As for the unforgettable witticisms thrown off in speech, the one about having nothing to declare except his genius seems apocryphal, but he certainly remarked that only a heart of stone could fail to laugh at the death of little Nell: he said it while tremulously on bail. Of the brilliance of his conversation there is a plethora of evidence: he held Paris salons, which knew all about conversation, totally spellbound. So remarkable a man had to be pricked for slaughter.

The American lecture-tour was a kind of preparation for slaughter of the aestheticism which Wilde promoted. The Americans had laughed at the fleshly poet Bunthorne in Patience; D’Oyly Carte enabled them to laugh at Bunthorne’s prototype, extolling the house beautiful in velvet breeches and hyacinthine locks. But few laughed. This six-foot-three tough Irishman, who could drink any congregation of scoffing miners under the table, got his points across about the importance of beauty in a brash nation dedicated to piety and money.

One lady, Helen Potter, made an amateur phonetic transcription of Wilde’s delivery, which Ellmann reproduces in an appendix. She was impressed, and she was not alone. But the doctrine of beauty proved a dangerous one, since it seemed to deny morality. Between 1895 and 1900 at least 900 sermons were preached against Wilde in the United States alone.

That was after the great trial and Wilde’s condemnation to two years of hard labour. Ellmann spares us nothing of the horrors of either. As always, it was the common people who showed both tolerance and compassion, applauding Wilde’s sermon on male love in court, regretting that he should have been brought so low when tramping the prison yard or breaking his nails picking oakum. One warder was dismissed for compassion. There was no compassion above.

Worse than the ordeal of jail was the total ostracism afterwards. Few come well out of the wretched story: Shaw, Henry James, Max Beerbohm maintained a discretion unseemly in brother artists. There was no dignity in Wilde’s death: ‘He had scarcely breathed his last breath when the body exploded with fluids from the ear, nose, mouth, and other orifices.’ Unlike Joyce, he died in the Church.

Joyce was a Parnellite, and Wilde was thinking of Parnell when he said: ‘There is something vulgar in all success.
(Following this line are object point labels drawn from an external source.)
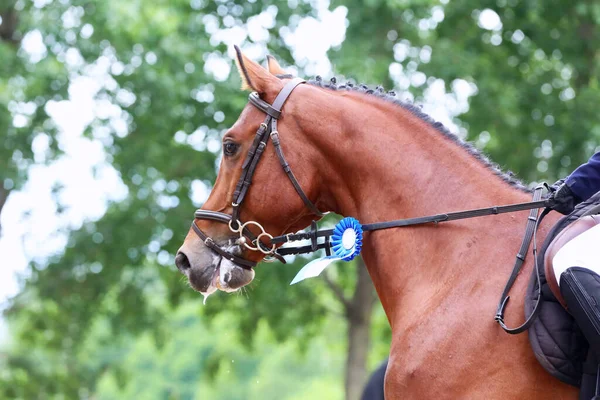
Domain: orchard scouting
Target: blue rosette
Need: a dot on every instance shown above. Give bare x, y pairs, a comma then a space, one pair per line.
346, 243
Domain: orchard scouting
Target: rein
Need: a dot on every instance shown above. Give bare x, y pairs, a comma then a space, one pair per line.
268, 130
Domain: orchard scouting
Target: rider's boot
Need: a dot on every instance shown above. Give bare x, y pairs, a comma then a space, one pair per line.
580, 287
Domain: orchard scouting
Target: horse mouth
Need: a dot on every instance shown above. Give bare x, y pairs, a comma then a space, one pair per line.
208, 272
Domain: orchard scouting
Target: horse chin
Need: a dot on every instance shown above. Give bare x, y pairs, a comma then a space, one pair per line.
211, 272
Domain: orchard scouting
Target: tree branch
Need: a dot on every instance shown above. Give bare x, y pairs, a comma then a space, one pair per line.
337, 291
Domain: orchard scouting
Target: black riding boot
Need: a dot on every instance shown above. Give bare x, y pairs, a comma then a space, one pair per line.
580, 288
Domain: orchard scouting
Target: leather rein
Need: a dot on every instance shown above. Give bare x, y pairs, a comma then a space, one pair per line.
268, 130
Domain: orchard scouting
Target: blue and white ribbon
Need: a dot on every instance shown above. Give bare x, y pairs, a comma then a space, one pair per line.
346, 243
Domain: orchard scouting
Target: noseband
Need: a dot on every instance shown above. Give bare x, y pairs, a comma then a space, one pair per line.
266, 130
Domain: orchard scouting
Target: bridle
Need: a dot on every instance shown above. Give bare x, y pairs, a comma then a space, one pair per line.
266, 130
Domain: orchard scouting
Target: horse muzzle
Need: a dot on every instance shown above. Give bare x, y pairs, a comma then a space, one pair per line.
207, 271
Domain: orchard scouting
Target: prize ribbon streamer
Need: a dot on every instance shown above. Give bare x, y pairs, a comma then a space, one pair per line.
346, 243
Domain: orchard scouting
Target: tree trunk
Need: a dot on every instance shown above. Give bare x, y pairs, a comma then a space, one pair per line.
3, 196
358, 312
9, 24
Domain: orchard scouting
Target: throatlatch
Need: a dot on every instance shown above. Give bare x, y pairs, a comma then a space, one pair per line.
346, 238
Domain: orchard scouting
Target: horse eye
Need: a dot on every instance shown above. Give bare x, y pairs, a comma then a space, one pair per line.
230, 148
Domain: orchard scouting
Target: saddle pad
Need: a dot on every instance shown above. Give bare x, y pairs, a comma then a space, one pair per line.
557, 341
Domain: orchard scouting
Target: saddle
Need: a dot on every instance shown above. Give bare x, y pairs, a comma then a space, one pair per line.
555, 338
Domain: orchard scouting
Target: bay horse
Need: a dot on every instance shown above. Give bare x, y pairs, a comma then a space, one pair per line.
364, 154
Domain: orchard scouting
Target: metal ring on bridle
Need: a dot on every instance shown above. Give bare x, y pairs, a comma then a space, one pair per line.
258, 242
238, 230
241, 232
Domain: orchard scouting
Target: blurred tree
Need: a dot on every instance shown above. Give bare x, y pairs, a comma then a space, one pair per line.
164, 70
534, 65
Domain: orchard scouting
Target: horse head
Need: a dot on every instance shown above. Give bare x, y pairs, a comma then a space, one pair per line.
252, 199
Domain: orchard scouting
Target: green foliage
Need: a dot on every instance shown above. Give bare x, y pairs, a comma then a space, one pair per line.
111, 317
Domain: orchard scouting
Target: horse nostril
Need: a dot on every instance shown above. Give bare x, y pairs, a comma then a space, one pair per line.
182, 262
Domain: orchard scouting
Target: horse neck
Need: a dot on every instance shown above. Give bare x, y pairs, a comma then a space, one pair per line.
384, 163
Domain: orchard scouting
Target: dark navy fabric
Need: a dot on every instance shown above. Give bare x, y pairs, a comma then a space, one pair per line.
585, 180
555, 337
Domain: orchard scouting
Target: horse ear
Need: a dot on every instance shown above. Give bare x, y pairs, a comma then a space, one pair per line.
254, 76
274, 67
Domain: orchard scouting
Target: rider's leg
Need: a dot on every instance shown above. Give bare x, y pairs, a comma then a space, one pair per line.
577, 269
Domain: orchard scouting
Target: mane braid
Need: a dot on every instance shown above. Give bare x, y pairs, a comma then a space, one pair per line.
390, 96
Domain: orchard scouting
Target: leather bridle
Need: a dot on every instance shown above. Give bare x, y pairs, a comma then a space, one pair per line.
266, 130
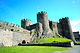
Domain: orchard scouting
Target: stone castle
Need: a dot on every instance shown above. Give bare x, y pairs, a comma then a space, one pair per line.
14, 34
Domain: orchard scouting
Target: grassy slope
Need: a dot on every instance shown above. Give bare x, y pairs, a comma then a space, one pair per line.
53, 39
31, 49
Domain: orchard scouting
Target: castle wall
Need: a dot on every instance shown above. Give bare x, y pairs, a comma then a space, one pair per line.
25, 23
43, 18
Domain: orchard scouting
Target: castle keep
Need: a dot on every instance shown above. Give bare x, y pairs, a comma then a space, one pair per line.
12, 34
49, 28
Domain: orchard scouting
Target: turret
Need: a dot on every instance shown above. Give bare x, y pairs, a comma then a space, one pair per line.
25, 22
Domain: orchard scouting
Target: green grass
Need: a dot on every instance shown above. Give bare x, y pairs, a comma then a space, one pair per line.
53, 39
31, 49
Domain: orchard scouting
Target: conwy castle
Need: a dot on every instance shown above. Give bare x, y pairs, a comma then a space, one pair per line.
11, 35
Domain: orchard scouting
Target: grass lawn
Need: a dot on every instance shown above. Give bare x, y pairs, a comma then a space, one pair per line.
53, 39
31, 49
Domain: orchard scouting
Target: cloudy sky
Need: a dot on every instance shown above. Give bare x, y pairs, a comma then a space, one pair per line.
14, 10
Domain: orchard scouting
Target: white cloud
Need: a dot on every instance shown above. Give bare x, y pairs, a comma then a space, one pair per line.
75, 25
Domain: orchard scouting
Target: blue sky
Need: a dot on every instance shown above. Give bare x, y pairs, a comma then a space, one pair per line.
14, 10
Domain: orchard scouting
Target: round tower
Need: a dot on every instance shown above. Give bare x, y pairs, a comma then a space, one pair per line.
42, 17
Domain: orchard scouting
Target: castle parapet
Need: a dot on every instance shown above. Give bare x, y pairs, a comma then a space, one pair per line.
42, 17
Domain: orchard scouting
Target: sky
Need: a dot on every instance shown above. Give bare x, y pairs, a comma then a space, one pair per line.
14, 10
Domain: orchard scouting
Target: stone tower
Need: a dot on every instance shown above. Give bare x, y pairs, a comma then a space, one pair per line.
42, 17
66, 28
25, 22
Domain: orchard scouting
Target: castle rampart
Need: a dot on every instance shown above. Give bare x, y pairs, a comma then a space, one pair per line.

The greatest men fail, or seem to have failed.’ As Ellmann concludes, we inherit Wilde’s struggle ‘to achieve supreme fictions in art, to associate art with social change, to bring together individual and social impulse, to save what is eccentric and singular from being satirised and standardised, to replace a morality of severity by one of sympathy.’ Wilde cleansed of scandal, is a towering figure, ‘with parables and paradoxes, so generous, so amusing, and so right.’ It is an ending worthy of a great subject and a great book.